Durante años uno de los profesores de matemáticas de mi colegio, verdaderamente apasionado por su ciencia, decidió que cada día 8 de marzo con motivo del Día Internacional de la Mujer iba a colaborar realizando un pequeño dossier con el resumen de la vida de una mujer científica. A mucha gente no le parecía interesar, pero ese fomento del conocimiento siempre me pareció un gesto bonito. Bonito y ciencia no parecen ir de la mano en la mente de muchas personas, pero a mi juicio es unos de los adjetivos más sencillos que la puede describir.

Si pudieras sentarte con tu yo adolescente, ¿qué consejo le darías?

En este contexto me diría: "No cambies". Desde pequeña me encantaban las asignaturas de ciencias: Matemáticas, la mítica Conocimiento del Medio de Primaria... No me arrepiento para nada de este interés, así que solo podría matizar mi respuesta diciendo que dentro de un tiempo me iban a servir para hacer cosas que con ocho años no podía imaginar siquiera.

¿Has visto en tu entorno algún ejemplo de discriminación hacia las ingenieras, o mujeres de ciencia y tecnología en general?

La verdad es que he oído comentarios desagradables en el entorno universitario sin ningún sentido. Escudarse en frases hechas pensadas únicamente desprestigiar a todo el colectivo femenino, diciendo que todo es una broma, es cuanto menos despreciable. Pero eso me afecta a mí igual que a cualquier mujer, no tiene que ver con ser estudiante STEM. Si además uno el hecho de ser ingeniera, es cierto que no me he enfrentado a ningún problema con el que no supiera lidiar, pero tan solo el constante y a simple vista inocente comentario "No te pega estudiar una ingeniería", no puede ser más frustrante. Estoy orgullosa de haber elegido una carrera STEM porque me gusta, pero por desgracia hay todavía potenciales ingenieras que creyendo estereotipos arcaicos acaben optando por otra vía. Es un camino duro, pero por el que merece la pena pelear.

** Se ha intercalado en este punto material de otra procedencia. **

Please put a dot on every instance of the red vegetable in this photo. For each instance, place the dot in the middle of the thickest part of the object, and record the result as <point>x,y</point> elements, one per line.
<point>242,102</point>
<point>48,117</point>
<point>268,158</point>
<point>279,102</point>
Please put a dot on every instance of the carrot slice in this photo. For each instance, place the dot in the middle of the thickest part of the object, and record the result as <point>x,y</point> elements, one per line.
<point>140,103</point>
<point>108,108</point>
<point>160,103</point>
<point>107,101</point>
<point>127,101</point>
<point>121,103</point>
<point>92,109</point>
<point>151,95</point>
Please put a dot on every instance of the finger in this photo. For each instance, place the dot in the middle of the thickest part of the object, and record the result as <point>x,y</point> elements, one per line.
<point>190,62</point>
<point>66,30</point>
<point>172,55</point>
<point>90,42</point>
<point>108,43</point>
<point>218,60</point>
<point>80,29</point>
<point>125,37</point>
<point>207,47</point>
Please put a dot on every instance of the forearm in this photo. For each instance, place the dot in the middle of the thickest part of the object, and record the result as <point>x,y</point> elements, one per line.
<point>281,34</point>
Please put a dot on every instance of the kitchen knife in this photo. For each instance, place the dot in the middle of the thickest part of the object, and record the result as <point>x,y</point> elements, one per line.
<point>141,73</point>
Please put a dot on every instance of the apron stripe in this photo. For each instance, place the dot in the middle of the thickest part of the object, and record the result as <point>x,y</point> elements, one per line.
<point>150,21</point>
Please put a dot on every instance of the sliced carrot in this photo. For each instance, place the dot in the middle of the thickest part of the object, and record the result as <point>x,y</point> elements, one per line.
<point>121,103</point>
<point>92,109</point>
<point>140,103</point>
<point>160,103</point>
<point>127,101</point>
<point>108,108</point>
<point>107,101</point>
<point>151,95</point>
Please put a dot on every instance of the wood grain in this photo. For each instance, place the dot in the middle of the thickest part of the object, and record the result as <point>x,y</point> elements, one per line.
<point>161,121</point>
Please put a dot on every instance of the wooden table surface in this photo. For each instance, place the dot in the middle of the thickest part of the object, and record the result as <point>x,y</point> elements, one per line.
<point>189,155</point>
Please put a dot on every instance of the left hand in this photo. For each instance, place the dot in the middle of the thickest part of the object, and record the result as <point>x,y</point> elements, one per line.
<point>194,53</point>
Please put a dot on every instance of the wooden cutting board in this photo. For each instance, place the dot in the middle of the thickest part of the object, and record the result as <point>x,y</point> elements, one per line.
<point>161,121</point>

¿Qué medidas crees que se podrían tomar para paliar esta situación?

Información, información y más información. Con diecisiete o dieciocho años te das cuenta de que tienes que decidir tu vida y tus grandes armas son unos pocos folletos, historias opuestas de familiares y amigos y la perspectiva de que tu vida va a cambiar y mucho, así que un poco de ayuda extra no vendría mal. Las carreras STEM tienen millones de salidas, aptas para todos los gustos, así que no habría que meter miedo a los futuros estudiantes, porque no hace falta ser Einstein para cursar ingeniería, solo motivación.